Repository files navigation

tagd 🏷️

A self-hosted QR code scan logger with Discord notifications and email alerts. Perfect for tracking found items, personal belongings, or inventory.

Features

  • QR Code Scanning: When someone scans a QR code, their details are logged
  • Geolocation: Automatically captures location data (city, region, country) from IP addresses
  • Discord Notifications: Receive instant notifications on Discord when your item is found
  • Email Alerts: Send email notifications to your inbox when scans occur (SMTP configurable)
  • Admin Dashboard: Access /api/scans with your admin token to view all scan logs
  • Privacy-Focused: Minimal data collection, runs on your own server
  • Zero Dependencies UI: Beautiful dark HTML interface, no JavaScript framework bloat

Quick Start

1. Clone & Setup

git clone https://github.com/stoneset/tagd.git tagd
cd tagd
npm install

2. Configure Environment & App

Setup environment variables:

cp .env.example .env

Edit .env with your configuration:

PORT=3000
DISCORD_WEBHOOK_URL=https://discord.com/api/webhooks/YOUR_ID/YOUR_TOKEN
ADMIN_TOKEN=your-secure-token

3. Configure Items

Create data/items.csv to define which items should trigger notifications:

id,name
K001,Trousseau de clés
BP001,Sac à dos rouge
LAP001,Laptop Dell

Only scans from items in this CSV will trigger Discord/Email notifications.
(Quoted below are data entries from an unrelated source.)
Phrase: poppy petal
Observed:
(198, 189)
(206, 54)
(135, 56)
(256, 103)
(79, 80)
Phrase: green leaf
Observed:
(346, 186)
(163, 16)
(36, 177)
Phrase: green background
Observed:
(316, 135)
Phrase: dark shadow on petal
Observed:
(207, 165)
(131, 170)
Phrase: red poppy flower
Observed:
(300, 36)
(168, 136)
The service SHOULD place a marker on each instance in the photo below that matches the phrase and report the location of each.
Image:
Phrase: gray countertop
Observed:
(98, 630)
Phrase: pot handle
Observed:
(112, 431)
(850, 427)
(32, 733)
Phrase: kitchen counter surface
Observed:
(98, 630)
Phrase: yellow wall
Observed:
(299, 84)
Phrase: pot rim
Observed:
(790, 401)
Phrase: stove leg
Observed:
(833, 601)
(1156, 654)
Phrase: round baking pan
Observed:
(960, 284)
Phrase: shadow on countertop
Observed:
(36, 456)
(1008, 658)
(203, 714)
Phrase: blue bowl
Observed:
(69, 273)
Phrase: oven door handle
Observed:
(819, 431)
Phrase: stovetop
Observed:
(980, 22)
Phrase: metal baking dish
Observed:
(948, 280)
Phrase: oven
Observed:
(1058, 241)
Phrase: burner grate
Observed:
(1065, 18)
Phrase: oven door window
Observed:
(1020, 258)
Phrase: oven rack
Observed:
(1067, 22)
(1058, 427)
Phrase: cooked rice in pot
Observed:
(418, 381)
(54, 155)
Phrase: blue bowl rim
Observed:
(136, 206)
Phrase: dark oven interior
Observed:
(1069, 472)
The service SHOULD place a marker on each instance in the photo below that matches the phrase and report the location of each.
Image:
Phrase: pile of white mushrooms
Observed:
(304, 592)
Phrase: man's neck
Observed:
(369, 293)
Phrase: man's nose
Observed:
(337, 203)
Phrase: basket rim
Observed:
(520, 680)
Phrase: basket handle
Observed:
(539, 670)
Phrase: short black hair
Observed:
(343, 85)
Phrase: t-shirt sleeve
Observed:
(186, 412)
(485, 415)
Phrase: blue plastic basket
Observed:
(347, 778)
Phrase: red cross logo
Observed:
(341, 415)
Other scans are logged but silently.

4. Create QR Codes

Generate QR codes pointing to:

https://your-domain.com/i/ITEM_ID

For example:

  • https://tagd.example.com/i/K001
  • https://tagd.example.com/i/BP001
  • https://tagd.example.com/i/LAP001

Short IDs (3-4 chars) keep QR codes compact and easy to scan.

5. Run the Server

Development:

npm run dev

Production:

npm start

Server runs on http://localhost:3000

Routes

Public Routes

  • GET / - Homepage Serves the public landing page with owner contact information.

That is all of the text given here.